Sunday, December 21, 2014

Devil at My Heels: A Book Review

I first came across this back while I was on my college campus.  I saw a poster regarding an event that was related to the book and would be held in one of the campus buildings.  I didn’t think that much of it when I first saw it, but upon closer inspection, I became really interested in the story.  The cover immediately sucked me in as it mentioned that author Louis Zamperini (who I haven’t heard of previously) was an Olympian and a POW survivor in World War II.  I am definitely interested in anything having to do with World War II, so I decided to check out this book!

Title: Devil at My Heels: A heroic Olympian’s Astonishing Story of Survival as a Japanese POW in World War II
Author: Louis Zamperini, David Rensin
Genre: Historical Nonfiction
Publisher: Harper Perennial
Publication Date: January 21, 2003
Pages: 292
Out in Paperback?: Yes; February 3, 2004
My Rating: 5/5

Goodreads Summary:

A youthful troublemaker, a world-class NCAA miler, a 1936 Olympian, a WWII bombardier: Louis Zamperini had a fuller life than most. But on May 27, 1943, it all changed in an instant when his B-24 crashed into the Pacific Ocean, leaving Louis and two other survivors drifting on a raft for forty-seven days and two thousand miles, waiting in vain to be rescued. And the worst was yet to come when they finally reached land, only to be captured by the Japanese. Louis spent the next two years as a prisoner of war—tortured and humiliated, routinely beaten, subjected to medical experiments, starved and forced into slave labor—while the Army Air Corps declared him dead and sent official condolences to his family.

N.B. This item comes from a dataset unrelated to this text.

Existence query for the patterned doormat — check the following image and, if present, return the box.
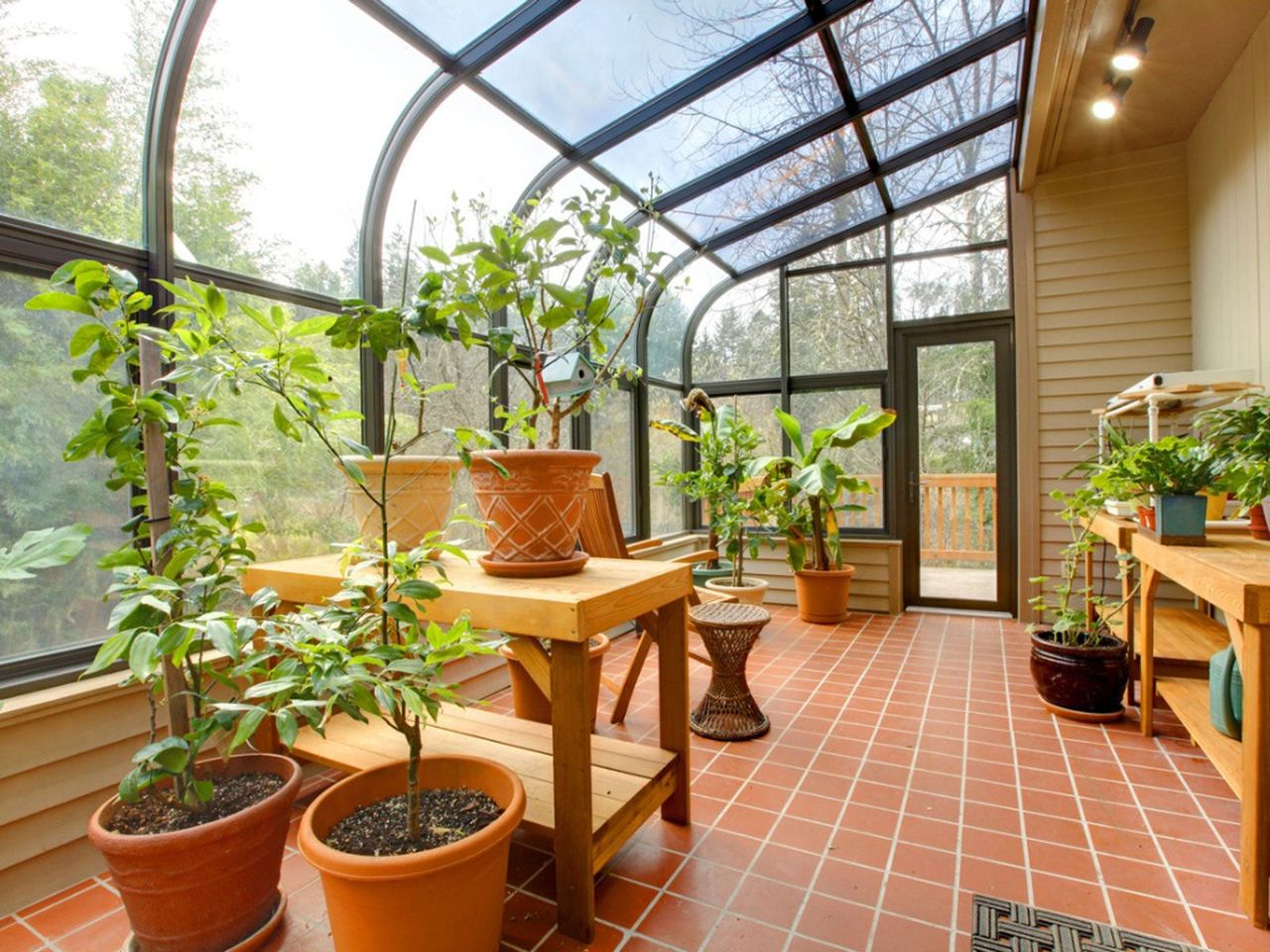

This is the remarkable true story of accomplishment, glory, disaster, survival, and true heroism made famous by Laura Hillenbrand in her #1 New York Times bestseller Unbroken. Told in Louis Zamperini’s own words, Devil at My Heels is a stirring memoir from one of the greatest of the “Greatest Generation,” a living document about the brutality of war, the tenacity of the human spirit, and the power of forgiveness.


Although “characters” aren’t relevant in this novel, Louis Zamperini is very interesting to read about, as he story is quite unique.  He opens up about his rebellious childhood and his horrific time as a Japanese POW.  Zamperini is an extremely courageous person, not only because of the events that he survived, but also because of his will to share them in this novel.


This novel begins by discussing Louis Zamperini’s rebellious childhood, one with drinking and smoking at a very young age and mischievous trouble.  Fortunately with the help of his family, particularly his brother, Zamperini finds the sport of running upon entering high school.  As he continued running, Zamperini found a love for the sport that took him to the 1936 Olympics.  During this time, World War II was on the brink of beginning, and Zamperini became a bombardier to help fight for the American cause.  Unfortunately, after a plane crash, Zamperini found himself fighting to survive in the middle of the ocean, only to become captured by the Japanese.  If you are at all squeamish about the treatment of POWs, then I would not recommend this book to you.  I cannot believe what Zamperini was put through at the camp, but I feel that, for me personally, it is important to hear from survivors about what really happened there and not to simply block it out because it is extremely horrific.  Zamperini shows tremendous courage throughout the entire novel and during his struggles; it is a very interesting read and puts things in life in perspective.

Writing Style:

The writing style of this novel was great; it very easily portrayed the events and chronicled the life of Louis Zamperini flawlessly.  It was easy to follow and broke down some of the military lingo (such as jobs, positions, etc.), which made for a smooth read.  I have heard there is another novel (titled Unbroken by Laura Hillenbrand) that also details Louis Zamperini’s life, similar to this novel, however Unbroken is written by a different author and uses interviews from Zamperini.  I haven’t read this book, but to me is seems more interesting to hear about the events first-hand from the survivor, as it allows for more of the feelings and emotions behind the events to be shared.

Have you read this book?  What did you think?  Have you read Unbroken?  Are there major similarities or differences?  Are you planning on seeing the movie Unbroken?

FTC Disclaimer:
All items mentioned were purchased by me.  This is not a sponsored post.  All opinions are my own.  No affiliate links were used.